[comp.sys.intel] Dhrystones/Whetstones for i860

rfg@riunite.ACA.MCC.COM (Ron Guilmette) (05/18/89)

Does anybody out there have any Dhrystone or Whetstone numbers for
the i860?  If not, why not?

Intel... are you out there?  I'm calling your bluff.

I see where Intel has gotten a lot of publicity from their claim of
80 Mflops "peak" (single precision) and 60 Mflop "peak" (double
precision).  Well, I've finally had a chance to look over the
instruction set, and it is bloody obvious that it is going to take
the compiler writers a LONG LONG TIME before they can get normal
applications to compile down to code that will even approach 2/3
of these "peak" figures.  The problem of filling branch delay slots
shouldn't be too hard (and this is an old and previously solved
problem anyway), but to fully exploit the floating-point pipeline,
the double-wide instruction mode, and the floating-point multiply
and add/subtract instructions, not to mention taking account of
all of the dozen or so weird one-cycle (in some cases multi-cycle)
freeze conditions, presents a new and very difficult set of
code optimization problems.

Now considering the fact that Intel is claiming that they have
(1) a C compiler, (2) a FORTRAN compiler, (3) an assembler,
(4) a linker, (5) a simulator, (6) a (symbolic?) debugger,
and (last but not least) UNIX, all available for this chip,
it seems to me that somewhere along the way (you would think that)
they would have run both Dhrystone and Whetstone benchmarks.
Right?

So why don't those numbers appear on the first page of the
"data sheet" along side the (blatantly misleading) "peak" Mflop
numbers?  Who is Intel trying to kid?  Does anybody out there
who actually makes design-in decisions still (in this day and age)
fall for this s**t of quoting MIPS and Mflops?  If so, then it is
a sad comment on the business as a whole, and on hardware engineers
in particular.

One last question.  Considering all of the i860's (complicated)
parallelism would *could* be productively used, I'd like to know
in Intel (or anybody else) is building (or has built, or is planning
to build) some software tool which can gobble up mediocre code and
re-mangle it into execelent code.

Motorola has a tool like this for the 80000 (all it has to do is to
try to fill branch delay slots because the 88000 is both simpler and
less "parallel").  Unfortunately, I have heard that early versions
were fairly buggy.

-- 
// Ron Guilmette  -  MCC  -  Experimental Systems Kit Project
// 3500 West Balcones Center Drive,  Austin, TX  78759  -  (512)338-3740
// ARPA: rfg@mcc.com
// UUCP: {rutgers,uunet,gatech,ames,pyramid}!cs.utexas.edu!pp!rfg

lfm@fpssun.fps.com (Larry Meadows ) (05/24/89)

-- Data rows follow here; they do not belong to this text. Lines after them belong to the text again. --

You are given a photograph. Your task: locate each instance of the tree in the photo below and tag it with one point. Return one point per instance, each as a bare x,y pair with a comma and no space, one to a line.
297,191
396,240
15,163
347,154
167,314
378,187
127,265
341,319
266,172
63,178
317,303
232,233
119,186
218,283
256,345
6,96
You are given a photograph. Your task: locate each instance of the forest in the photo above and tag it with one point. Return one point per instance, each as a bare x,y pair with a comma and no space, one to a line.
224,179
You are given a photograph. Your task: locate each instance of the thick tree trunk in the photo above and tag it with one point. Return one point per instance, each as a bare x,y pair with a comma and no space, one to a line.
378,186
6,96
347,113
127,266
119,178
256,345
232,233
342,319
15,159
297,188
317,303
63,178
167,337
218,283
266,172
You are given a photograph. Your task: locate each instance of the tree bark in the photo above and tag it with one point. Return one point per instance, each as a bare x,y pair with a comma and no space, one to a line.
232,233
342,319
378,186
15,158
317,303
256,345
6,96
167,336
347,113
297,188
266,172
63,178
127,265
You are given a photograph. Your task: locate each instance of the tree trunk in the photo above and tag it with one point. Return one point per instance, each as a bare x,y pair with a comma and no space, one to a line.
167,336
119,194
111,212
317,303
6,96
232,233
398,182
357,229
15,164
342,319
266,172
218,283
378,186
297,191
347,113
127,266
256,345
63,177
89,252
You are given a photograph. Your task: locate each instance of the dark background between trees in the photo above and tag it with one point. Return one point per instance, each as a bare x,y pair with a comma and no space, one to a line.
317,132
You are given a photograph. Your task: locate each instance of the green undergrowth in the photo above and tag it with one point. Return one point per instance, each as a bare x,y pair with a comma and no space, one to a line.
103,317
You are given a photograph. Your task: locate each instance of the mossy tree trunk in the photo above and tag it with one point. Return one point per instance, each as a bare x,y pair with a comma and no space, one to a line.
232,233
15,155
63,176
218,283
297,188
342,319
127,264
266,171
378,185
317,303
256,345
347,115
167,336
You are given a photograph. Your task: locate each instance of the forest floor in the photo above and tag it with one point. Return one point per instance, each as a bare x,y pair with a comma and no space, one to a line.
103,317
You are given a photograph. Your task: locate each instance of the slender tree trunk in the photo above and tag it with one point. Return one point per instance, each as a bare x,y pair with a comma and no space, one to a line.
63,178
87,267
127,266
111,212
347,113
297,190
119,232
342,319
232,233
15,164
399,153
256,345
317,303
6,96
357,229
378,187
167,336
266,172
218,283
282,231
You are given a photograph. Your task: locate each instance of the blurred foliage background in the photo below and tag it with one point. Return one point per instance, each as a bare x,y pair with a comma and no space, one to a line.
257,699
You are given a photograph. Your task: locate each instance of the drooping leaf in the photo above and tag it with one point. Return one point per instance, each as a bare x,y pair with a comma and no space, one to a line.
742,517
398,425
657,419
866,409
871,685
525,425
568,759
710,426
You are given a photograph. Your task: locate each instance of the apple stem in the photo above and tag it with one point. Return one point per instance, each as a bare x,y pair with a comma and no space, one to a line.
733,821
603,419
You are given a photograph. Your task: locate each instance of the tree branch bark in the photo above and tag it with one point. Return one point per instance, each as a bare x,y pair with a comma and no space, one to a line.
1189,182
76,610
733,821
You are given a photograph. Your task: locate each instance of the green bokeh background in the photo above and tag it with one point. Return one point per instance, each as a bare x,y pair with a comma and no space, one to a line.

In article <212@riunite.ACA.MCC.COM> rfg@riunite.UUCP (Ron Guilmette) writes:
>Does anybody out there have any Dhrystone or Whetstone numbers for
>the i860?  If not, why not?

From intel published material:
Dhrystones:
	Measured 69,000 Dhrystones (V1.1) @ 33.3 MHz 
	  Green Hills C V1.8.5
	  Estimated 90K (V1.1) and 85K(V2.1) @ 40MHz w/ improved compiler
Whetstones:
	Measured 20Kwhets (double) and 25.6 Kwhets (double) @ 33.3 Mhz
	  Green Hills Fortran 1.8.5
	  Estimated 25 and 32 Kwhets @ 40MHz w/ improved compiler
Linpack 100x100 (Double precision):
	6.1 Mflops (compiled), 11 (coded BLAS) @33.3MHZ
	  Green Hills Fortran 1.8.5 and VAST 2.25N1 (vectorizer)
	  Estimated 10 and 13.2 Mflops @40MHz w/ improved compiler

Several compiler optimization switches were used when compiling these
benchmarks.  Note that these numbers have been available for some time.

>I see where Intel has gotten a lot of publicity from their claim of
>80 Mflops "peak" (single precision) and 60 Mflop "peak" (double
>precision).  Well, I've finally had a chance to look over the
>instruction set, and it is bloody obvious that it is going to take
>the compiler writers a LONG LONG TIME before they can get normal
>applications to compile down to code that will even approach 2/3
>of these "peak" figures.

You are correct in saying that this is a difficult compiler problem; however,
there are several companies that have been writing compilers for these
kinds of machines for a long time.

>One last question.  Considering all of the i860's (complicated)
>parallelism would *could* be productively used, I'd like to know
>in Intel (or anybody else) is building (or has built, or is planning
>to build) some software tool which can gobble up mediocre code and
>re-mangle it into execelent code.

Good compilers that include vectorizing and parallelizing transformations
and software pipelining can do this for source code.
If are talking about doing this for assembly code it is probably not worth
the effort -- much more improvement is possible by incorporating these
sorts of transformations into the compiler since more information is available.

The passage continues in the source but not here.